The Trailsman 317 Read online

Page 13


  Fargo sighed in exasperation. “Fine. Leave your daughter in Skagg’s hands. But if he kills her, don’t blame me.”

  “He not kill. He want secret.”

  “What secret?”

  The old warrior did not answer.

  “If you want my help, I need answers,” Fargo said. “Starting with your name.”

  “I called Beaver Tail.”

  “And what is the big secret that—” Fargo stopped. “Wait. First things first.” He shifted and wriggled his bound wrists. “How about cutting me free? Or did you bring me here to slit my throat?”

  “We not kill you,” Beaver Tail said. “You friend.” He barked a few words in the Untilla language and a young warrior stepped forward, knife in hand. A swift slash and the deed was done.

  “At last,” Fargo said, rubbing his wrists. “You were about to tell me the secret behind all this.”

  “I do better,” Beaver Tail said. “I show you.” He held the bear hide aside, and beckoned. “After you.”

  The interior was warm and musty. In the center crackled a small fire. Tendrils of smoke curled up and out a hole in the roof. To one side sat an old woman sewing a buckskin dress. She grinned at Fargo.
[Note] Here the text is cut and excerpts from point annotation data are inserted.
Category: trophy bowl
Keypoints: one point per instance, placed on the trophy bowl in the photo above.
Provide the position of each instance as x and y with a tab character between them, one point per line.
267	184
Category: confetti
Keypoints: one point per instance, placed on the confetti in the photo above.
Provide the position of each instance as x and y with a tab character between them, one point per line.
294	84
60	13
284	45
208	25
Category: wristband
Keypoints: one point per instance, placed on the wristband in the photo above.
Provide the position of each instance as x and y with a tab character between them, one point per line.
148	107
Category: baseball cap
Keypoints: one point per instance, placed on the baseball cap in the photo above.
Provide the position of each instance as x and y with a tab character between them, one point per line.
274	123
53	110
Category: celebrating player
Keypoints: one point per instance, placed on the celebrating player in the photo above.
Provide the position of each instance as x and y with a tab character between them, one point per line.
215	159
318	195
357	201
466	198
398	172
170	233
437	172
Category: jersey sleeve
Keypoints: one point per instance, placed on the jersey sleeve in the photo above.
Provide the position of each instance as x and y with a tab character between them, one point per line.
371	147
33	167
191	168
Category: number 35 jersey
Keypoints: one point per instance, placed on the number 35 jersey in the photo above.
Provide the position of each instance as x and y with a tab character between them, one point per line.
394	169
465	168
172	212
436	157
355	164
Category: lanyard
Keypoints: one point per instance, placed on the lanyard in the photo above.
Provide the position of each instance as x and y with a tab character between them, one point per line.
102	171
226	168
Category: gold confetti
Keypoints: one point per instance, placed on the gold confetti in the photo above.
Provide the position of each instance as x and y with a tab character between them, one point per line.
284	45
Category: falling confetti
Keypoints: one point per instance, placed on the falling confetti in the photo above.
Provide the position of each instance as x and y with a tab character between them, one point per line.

  “Sit,” Beaver Tail directed, pointing at a spot next to the fire.

  Fargo sank down cross-legged, his elbows on his knees. Several warriors had followed them in but stood by the entrance. “Well?” he prompted as the old man sat next to him.

  Beaver Tail pointed at the fire.

  Uncertain what he meant, Fargo said, “You were going to show me the big secret. Where is it?”

  Again Beaver Tail pointed at the fire.

  “What am I supposed to be looking at?” Fargo stared at the fire, at the burning logs that fed it, and at charred pieces of wood from previous fires mixed in with the logs.

  “You have eyes but you not see,” Beaver Tail said.

  Annoyed, Fargo bent closer. Several of the logs and pieces of wood were red hot. His face grew warm from the heat, and some of the smoke got into his nose and mouth and made him cough.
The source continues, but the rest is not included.